Pensamentos mais calorosos de Chinami Saizuki, uma motorista que ela conheceu somente esta noite conseguiu se esgueirar através da névoa vermelha que preenchia sua cabeça; assim como pensamentos de Teru, sorrindo e fazendo piadas pela noite no meio do caos. Mesmo com essas bolhas de pensamentos, repentinos choques de ansiosos pesadelos inundaram-na também. Foi uma fusão desconfortável que girava pela sua mente e incansavelmente e continuou até que Ayame se distraiu pela visão de um quarto, uma vez estático, começando a ondular ao seu redor. Era sempre muito brusco quando isso acontecia.
Alucinações enquanto cansada e emocionalmente fragilizada era algo mais comum do que não. Este era o momento em que Ayame Tokugawa mais queria desligar seus pensamentos dos traumas do dia e simplesmente ir dormir.
“Calem a boca…” Ayame conseguiu cuspir, agarrando sua cabeça enquanto afundava de joelhos contra o carpete. “Calem a boca… calem a boca!”

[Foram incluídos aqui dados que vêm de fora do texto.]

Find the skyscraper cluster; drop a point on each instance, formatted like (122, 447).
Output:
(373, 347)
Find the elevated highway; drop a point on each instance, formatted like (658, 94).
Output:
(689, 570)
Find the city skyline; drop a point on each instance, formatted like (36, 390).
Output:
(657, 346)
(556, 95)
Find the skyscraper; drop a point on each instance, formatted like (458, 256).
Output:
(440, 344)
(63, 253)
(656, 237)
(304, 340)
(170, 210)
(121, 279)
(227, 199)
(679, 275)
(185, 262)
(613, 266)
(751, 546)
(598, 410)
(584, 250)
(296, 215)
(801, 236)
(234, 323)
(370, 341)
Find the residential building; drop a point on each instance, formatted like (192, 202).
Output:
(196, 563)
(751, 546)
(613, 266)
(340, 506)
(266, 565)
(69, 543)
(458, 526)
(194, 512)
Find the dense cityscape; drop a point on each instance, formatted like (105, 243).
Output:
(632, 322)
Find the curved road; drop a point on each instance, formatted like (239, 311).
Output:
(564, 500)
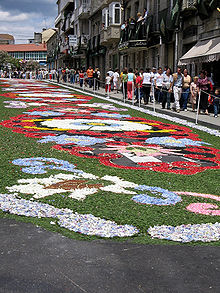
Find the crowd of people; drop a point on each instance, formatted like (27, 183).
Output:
(159, 85)
(166, 87)
(134, 29)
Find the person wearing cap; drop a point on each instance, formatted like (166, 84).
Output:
(158, 82)
(177, 89)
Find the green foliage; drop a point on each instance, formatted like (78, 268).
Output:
(5, 59)
(110, 206)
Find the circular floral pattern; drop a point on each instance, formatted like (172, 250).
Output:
(117, 140)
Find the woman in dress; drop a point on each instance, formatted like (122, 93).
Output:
(203, 84)
(194, 93)
(130, 84)
(186, 88)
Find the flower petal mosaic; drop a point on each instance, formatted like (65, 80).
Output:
(48, 187)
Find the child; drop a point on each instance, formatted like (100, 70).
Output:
(194, 92)
(216, 102)
(108, 83)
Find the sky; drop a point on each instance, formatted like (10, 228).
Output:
(21, 18)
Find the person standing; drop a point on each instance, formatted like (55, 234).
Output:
(177, 88)
(203, 84)
(108, 83)
(116, 80)
(81, 78)
(194, 93)
(90, 72)
(186, 88)
(139, 87)
(167, 88)
(158, 81)
(147, 79)
(130, 84)
(216, 102)
(124, 80)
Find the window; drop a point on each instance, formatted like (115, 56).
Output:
(115, 13)
(105, 17)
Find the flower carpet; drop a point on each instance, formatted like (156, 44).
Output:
(88, 169)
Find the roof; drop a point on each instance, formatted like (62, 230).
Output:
(23, 48)
(6, 37)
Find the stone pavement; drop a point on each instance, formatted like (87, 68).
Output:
(34, 260)
(204, 120)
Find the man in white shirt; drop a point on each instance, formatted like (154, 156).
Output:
(158, 82)
(115, 77)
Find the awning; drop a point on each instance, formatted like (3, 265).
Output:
(204, 51)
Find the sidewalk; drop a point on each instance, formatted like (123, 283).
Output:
(204, 120)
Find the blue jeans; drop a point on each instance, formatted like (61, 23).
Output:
(90, 81)
(137, 93)
(185, 96)
(166, 99)
(216, 106)
(158, 94)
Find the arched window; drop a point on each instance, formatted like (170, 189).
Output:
(105, 17)
(115, 13)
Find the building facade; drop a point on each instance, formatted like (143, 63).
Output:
(27, 52)
(6, 39)
(52, 51)
(139, 34)
(73, 32)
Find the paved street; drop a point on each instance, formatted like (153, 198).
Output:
(37, 261)
(205, 120)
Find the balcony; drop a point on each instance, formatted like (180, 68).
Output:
(113, 33)
(68, 24)
(84, 11)
(64, 48)
(65, 3)
(73, 17)
(58, 19)
(189, 7)
(110, 35)
(103, 37)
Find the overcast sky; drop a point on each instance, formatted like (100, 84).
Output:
(21, 18)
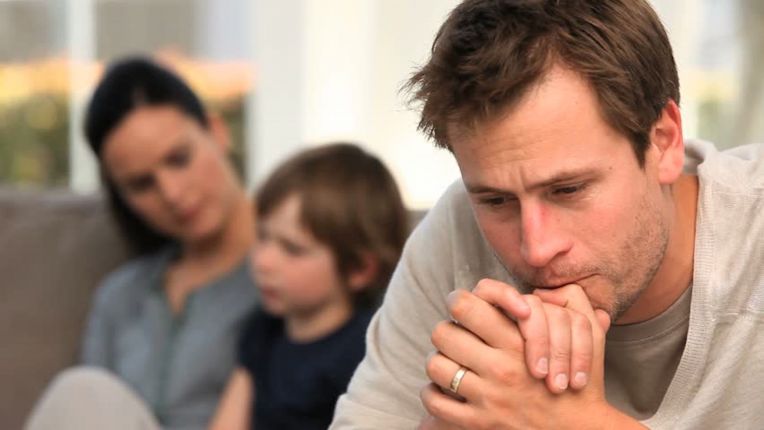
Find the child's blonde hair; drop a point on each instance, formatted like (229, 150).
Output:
(349, 202)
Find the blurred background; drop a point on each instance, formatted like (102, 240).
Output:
(290, 73)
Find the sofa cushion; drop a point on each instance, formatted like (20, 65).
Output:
(55, 246)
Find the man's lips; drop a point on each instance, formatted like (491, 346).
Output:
(555, 285)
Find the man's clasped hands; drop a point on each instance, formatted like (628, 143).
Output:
(512, 360)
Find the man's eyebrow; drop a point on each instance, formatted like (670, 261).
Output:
(559, 177)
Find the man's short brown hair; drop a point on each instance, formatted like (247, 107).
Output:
(488, 54)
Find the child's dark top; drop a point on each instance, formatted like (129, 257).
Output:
(296, 385)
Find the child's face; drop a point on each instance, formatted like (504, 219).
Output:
(296, 274)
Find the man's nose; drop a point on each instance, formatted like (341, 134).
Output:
(542, 238)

Atirando seu punho contra o carpete em uma fútil tentativa de fazer sua mente se calar, ela começou a finalmente sentir a energia do seu corpo sendo drenada, deixando-a como nada mais que uma casca no chão.
Calem a boca…
Por favor… por favor, fiquem quietos…
Eu só quero dormir…
…
… Tão rapidamente quanto entrou no quarto, Ayame Tokugawa tinha agora desmaiado no chão, permitindo que a escuridão da noite a levasse silenciosamente em seu abraço, enquanto o mundo dos Tokugawa começou a girar a seu redor, em algo que logo seria um frenesi de procura por poder. Por conta das engrenagens do destino que continuavam a girar, a Presidente Sugimoto não era a única poderosa Yakuza que morreu naquela noite – mas Ayame teria que esperar para descobrir que notícia era essa.